Man arrested for home invasion

Ron Burtz

The transition from 2020 to ‛21 has not produced any relief of stress for Custer County Sheriff Marty Mechaley and his deputies. On Jan. 3 a deputy was involved in a shooting in Custer and on New Year’s Day two other officers arrested a man who allegedly invaded a Custer home and assaulted the occupants.
Mechaley said at 8:22 p.m. Jan. 1, dispatch received a call reporting that an unknown man had “barged in” to a home on Clay Street in Custer.
“It was reported that a male had burst through the door of the residence and appeared to be under the influence of something,” said Mechaley.
Deputies Justin Richardson and Sgt. Ross Norton responded to the call and entered the residence to find one of the home’s occupants holding the suspect down on the floor.
At the time, Mechaley said, the subject appeared to be contrite and was repeating, “I’m sorry,” over and over. However, after officers placed him in restraints and were taking him to the patrol vehicle, he became agitated and allegedly threatened one of the officers.
Mechaley said the same kind of escalation apparently occurred after the man entered the home uninvited.
“The caller said they were trying to keep him calm and talk to him while we responded,” said Mechaley. “Shortly thereafter they said the subject was starting to become violent.”
The victims reported that the suspect attempted to choke the woman and punched the man.
Deputies arrested 27- year-old Thaddeus Ray Sinclair of Rapid City, charging him with first degree burglary, aggravated assault and simple assault.
While deputies were still on scene, another woman showed up and spoke to deputies, identifying herself as Sinclair’s girlfriend. She said the couple had been drinking at a Custer bar earlier in the evening and then had returned to a relative’s home in the same neighborhood.
She told the deputies Sinclair had begun “acting strangely” and ran away from the house where they had been.  
Mechaley said this is just one more in a string of unusual incidents dating back to last spring’s COVID-19 closures and which were escalated by the widespread national unrest last summer.

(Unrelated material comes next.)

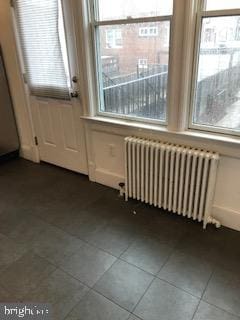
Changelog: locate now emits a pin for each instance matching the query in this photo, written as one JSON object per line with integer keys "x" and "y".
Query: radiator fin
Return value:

“I’ve never experienced this in my whole career,” said Mechaley. “I was holding out hope that it was going to change, but we’re not seeing that yet.”
The sheriff said he attributes the rise in conflict to COVID-19 lockdowns, civil unrest and mental health issues.
Mechaley said he is currently understaffed because the officer involved in the Jan. 3 shooting is on administrative leave until the investigation of the incident is complete and because a 24-hour hospital guard must be provided for the suspect who was shot.